Even some solution providers in the same state don't see the tax burden the same way. Take Suazo at Platte River Networks in Colorado, which the CRN analysis ranks No. 24 in taxes and regulations. "It's not really a problem. I don't feel like we're in California or some of the other high-tax areas."

Covalent IT's Fowler, while saying he's "not over-regulated," noted that many Colorado communities where the company operates have their own taxes, license fees and other expenses. That, combined with staff salaries (Colorado is ranked No. 36 for labor costs), has led Fowler to hire a financial controller. "That tells you something, that I have a 10-person company and I have a full-time controller."

And then there's the dustup over Massachusetts' newly imposed software services tax, one of only four states that impose such a tax (the others being Hawaii, New Mexico and South Dakota).

"I'm not very happy about it," said Iuvo Technologies' Beilman. "It's more administrative steps we have to follow. And I think it's bad for business. Our customers have limited IT budgets."

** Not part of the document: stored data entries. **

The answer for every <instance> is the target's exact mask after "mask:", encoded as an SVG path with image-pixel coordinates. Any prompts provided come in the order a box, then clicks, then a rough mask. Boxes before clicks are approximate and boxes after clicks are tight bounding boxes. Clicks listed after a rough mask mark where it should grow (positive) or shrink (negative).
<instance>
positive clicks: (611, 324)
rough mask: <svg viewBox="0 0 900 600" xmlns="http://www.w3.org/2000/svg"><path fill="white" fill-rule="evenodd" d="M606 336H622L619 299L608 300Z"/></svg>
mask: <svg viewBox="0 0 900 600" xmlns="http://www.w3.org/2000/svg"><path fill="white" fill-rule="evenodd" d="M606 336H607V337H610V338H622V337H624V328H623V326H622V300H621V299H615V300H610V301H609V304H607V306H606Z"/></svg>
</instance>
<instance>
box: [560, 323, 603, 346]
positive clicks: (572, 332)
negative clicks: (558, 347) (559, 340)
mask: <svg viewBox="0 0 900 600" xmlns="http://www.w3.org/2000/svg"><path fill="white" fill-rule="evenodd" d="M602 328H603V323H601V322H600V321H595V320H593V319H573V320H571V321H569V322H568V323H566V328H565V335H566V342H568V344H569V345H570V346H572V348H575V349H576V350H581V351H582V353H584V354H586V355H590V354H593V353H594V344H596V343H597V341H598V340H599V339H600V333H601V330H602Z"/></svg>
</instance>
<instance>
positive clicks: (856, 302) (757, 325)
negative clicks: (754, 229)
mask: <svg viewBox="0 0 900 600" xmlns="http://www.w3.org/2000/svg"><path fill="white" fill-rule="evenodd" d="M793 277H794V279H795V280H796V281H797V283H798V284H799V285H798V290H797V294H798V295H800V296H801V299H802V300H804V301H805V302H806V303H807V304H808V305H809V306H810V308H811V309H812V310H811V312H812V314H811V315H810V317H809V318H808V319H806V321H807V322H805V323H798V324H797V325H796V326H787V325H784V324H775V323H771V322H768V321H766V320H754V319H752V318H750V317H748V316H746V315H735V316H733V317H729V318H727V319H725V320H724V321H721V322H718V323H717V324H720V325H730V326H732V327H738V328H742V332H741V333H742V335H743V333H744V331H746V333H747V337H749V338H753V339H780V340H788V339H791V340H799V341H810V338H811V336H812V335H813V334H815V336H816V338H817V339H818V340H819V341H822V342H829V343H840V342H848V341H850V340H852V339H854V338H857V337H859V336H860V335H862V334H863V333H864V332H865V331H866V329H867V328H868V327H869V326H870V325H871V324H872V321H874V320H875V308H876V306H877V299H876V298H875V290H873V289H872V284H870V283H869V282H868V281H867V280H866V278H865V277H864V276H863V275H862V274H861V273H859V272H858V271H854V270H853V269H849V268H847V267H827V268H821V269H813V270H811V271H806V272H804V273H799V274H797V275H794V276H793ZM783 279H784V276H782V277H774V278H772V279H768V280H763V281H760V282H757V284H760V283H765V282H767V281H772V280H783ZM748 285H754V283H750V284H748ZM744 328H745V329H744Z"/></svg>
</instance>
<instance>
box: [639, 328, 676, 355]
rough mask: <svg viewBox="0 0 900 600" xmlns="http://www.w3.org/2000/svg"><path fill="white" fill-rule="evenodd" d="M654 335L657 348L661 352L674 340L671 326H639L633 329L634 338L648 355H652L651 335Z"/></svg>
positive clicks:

But is it enough for a solution provider to consider moving elsewhere?

Maybe, if you ask Delcie Bean, founder and CEO of Paragus Strategic IT, a Hadley, Mass.-based solution provider. Bean recently started a second company, Waterdog Technologies, an IT distributor, and is considering yet another startup.

Paragus is closely tied to its customers in surrounding cities and towns and isn't going anywhere. But because of the new software services tax Bean is seriously considering moving Waterdog to another state and starting his third venture outside Massachusetts as well.

"It definitely gives you pause," he said of the hassles and expense created by the new tax. "When you're starting a company, you're trying to get to profit as quickly as possible."